Parametrization for 6 non-independent variables in (0,1) and (0,∞)

I have a set of individual-specific parameters in a hierarchical model, specifically \alpha_{i,1}, \alpha_{i, 2}, \beta_{i,1}, \beta_{i,2} \in [0,1], x_{i,1}, x_{i, 2} > 0. These are not observed directly, but play a role in the likelihood of individual data.

I am struggling to find a good hierarchical prior for this, for the following reason: while the \alpha's and x's are interior, \beta's are interior for some individuals while they are more consistent with \beta \approx 0 for some individuals. All four variations occur in the data: \beta_{i,1} \approx 0 while \beta_{i,2} interior, etc.

The way I am parametrizing it now is taking a multivariate normal distribution, getting \alpha, \beta's from a logit transformation while x's from a log (excerpt from stan code follows, the whole model is a 500-line monster that no one would read). You can see why this is problematic: it cannot deal with mass around 0 in \beta's.

This is giving me a lot of convergence issues, ie maxed out treedepth and divergences. Suggestions would be appreciated: how would you model this?

Stan code excerpt
functions {
  /* logit(x) transformation and log Jacobian correction for parameters.
  real logit_lp(real x) {
    target += -log(x) - log1m(x);
    return logit(x);

  /* Cross sectional distribution of individual-specific parameters.
     Transformed parameters ~ multi_normal_cholesky(cs_mean, cs_L)
     xs > 0, 0 < alphas, betas < 1.
  void cross_sectional_distribution_lp(vector xs, real alpha1, real alpha2, real beta1, real beta2,
                                       vector cross_section_mean,
                                       matrix cross_section_L) {
    vector[6] z;
    z[1] = logit_lp(alpha1);
    z[2] = logit_lp(beta1);
    z[3] = log(xs[1]);
    z[4] = logit_lp(alpha2);
    z[5] = logit_lp(beta2);
    z[6] = log(xs[2]);
    target += -z[3] - z[6]; // log Jacobian adjustment for y = log(x)
    z ~ multi_normal_cholesky(cross_section_mean, cross_section_L);
parameters {
  /* cross sectional distributions
  vector[6] cross_section_intercept;    // intercept
  vector<lower=0>[6] cross_section_std; // standard deviation
  cholesky_factor_corr[6] cross_section_corr_factor; // correlations (as Cholesky decomposition)
model {
  matrix[6, 6] cross_section_L; // Cholesky factor of cross-sectional variance
  cross_section_intercept ~ normal(0, 5);
  cross_section_std ~ student_t(7, 0, 5);
  cross_section_corr_factor ~ lkj_corr_cholesky(2.0);
  /* initialize common variables
  cross_section_L = diag_pre_multiply(cross_section_std,
  for (i in 1:N) {
    cross_sectional_distribution_lp(xs[j], alpha1[j], alpha2[j], beta1[j], beta2[j],
                                    cross_section_intercept, cross_section_L);

Corresponding KDE (multimodes could be convergence issues, or maybe that’s how the data looks):

If the values really are constrained to be positive, but can also be zero, then you run into trouble with the usual parameterizations because it pushes mass out to -infinity on the unconstrained scale. If you don’t want zeros, you can introduce a zero-avoiding prior, but these usually have to be pretty strong. And they’re hard to mix in with the multi-normal.

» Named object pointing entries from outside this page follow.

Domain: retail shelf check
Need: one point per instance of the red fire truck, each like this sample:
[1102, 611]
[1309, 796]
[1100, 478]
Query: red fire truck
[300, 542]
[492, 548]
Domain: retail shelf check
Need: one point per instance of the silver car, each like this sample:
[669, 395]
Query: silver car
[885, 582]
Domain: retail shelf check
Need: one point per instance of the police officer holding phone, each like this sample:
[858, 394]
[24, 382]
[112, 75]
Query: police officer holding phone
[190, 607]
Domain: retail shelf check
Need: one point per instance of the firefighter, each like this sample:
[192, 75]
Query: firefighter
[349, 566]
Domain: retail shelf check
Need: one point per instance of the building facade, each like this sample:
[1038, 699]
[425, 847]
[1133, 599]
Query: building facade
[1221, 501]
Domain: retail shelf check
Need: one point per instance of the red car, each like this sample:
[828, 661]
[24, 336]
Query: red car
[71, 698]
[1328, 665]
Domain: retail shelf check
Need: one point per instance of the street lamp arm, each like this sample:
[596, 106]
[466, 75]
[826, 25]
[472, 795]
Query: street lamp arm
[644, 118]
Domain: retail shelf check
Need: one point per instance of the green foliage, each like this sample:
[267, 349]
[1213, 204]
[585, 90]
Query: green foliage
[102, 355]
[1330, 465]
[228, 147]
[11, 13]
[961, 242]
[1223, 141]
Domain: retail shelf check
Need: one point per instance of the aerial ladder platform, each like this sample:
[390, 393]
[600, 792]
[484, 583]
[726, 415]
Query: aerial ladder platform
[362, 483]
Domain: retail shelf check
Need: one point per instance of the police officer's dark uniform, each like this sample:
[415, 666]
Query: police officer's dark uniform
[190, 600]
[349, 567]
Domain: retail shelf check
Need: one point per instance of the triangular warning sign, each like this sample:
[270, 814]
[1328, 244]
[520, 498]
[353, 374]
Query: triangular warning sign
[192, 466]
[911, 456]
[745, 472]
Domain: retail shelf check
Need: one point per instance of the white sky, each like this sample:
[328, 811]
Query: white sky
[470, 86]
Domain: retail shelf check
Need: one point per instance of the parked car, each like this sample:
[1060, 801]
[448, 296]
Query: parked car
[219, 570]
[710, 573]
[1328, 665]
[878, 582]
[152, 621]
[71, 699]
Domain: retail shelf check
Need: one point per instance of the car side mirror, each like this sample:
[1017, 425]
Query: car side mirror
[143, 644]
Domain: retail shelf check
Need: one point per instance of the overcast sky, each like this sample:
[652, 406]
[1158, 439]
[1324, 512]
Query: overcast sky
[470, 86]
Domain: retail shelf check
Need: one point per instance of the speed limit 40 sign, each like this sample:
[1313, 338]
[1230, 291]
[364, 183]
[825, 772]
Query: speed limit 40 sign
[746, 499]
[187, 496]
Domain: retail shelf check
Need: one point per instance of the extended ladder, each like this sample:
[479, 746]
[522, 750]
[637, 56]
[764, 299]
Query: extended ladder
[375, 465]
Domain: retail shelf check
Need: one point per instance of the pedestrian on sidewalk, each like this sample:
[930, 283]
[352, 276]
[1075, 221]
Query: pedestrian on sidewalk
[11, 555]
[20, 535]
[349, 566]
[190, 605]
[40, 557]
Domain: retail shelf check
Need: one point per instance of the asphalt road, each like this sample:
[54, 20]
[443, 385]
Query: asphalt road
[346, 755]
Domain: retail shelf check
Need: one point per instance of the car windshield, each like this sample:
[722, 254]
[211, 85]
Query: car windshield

[Edit: I didn’t understand why the cross_sectional_distribution_lp code adjusts for log but not for logit. Oops, saw the adjustment in the other function]. I think it would be much easier to work the other way around. Define the distribution on unconstrained parameters then constrain in the code. That way you don’t need any Jacobians (which really get doubled because we implement them for the original constraints).

The other natural approach would be zero inflation. The marginalizations will be tractable because they’re individual level. You might also try more weakly informative priors for cross_section_sd unless you really expect large values there.

The code would be a lot faster if you pushed the loop into cross_sectional_distribution_lp and vectorized the multi-normal Cholesky.

1 Like

Thanks, I went with this and got rid of most of the divergences and maxed out treedepth.

The model is still not mixing super-well but that may be a separate issue, which I will investigate with gradually building up the same model using simulated data.

For this model that is not a good fit, but I will keep this in mind for future models.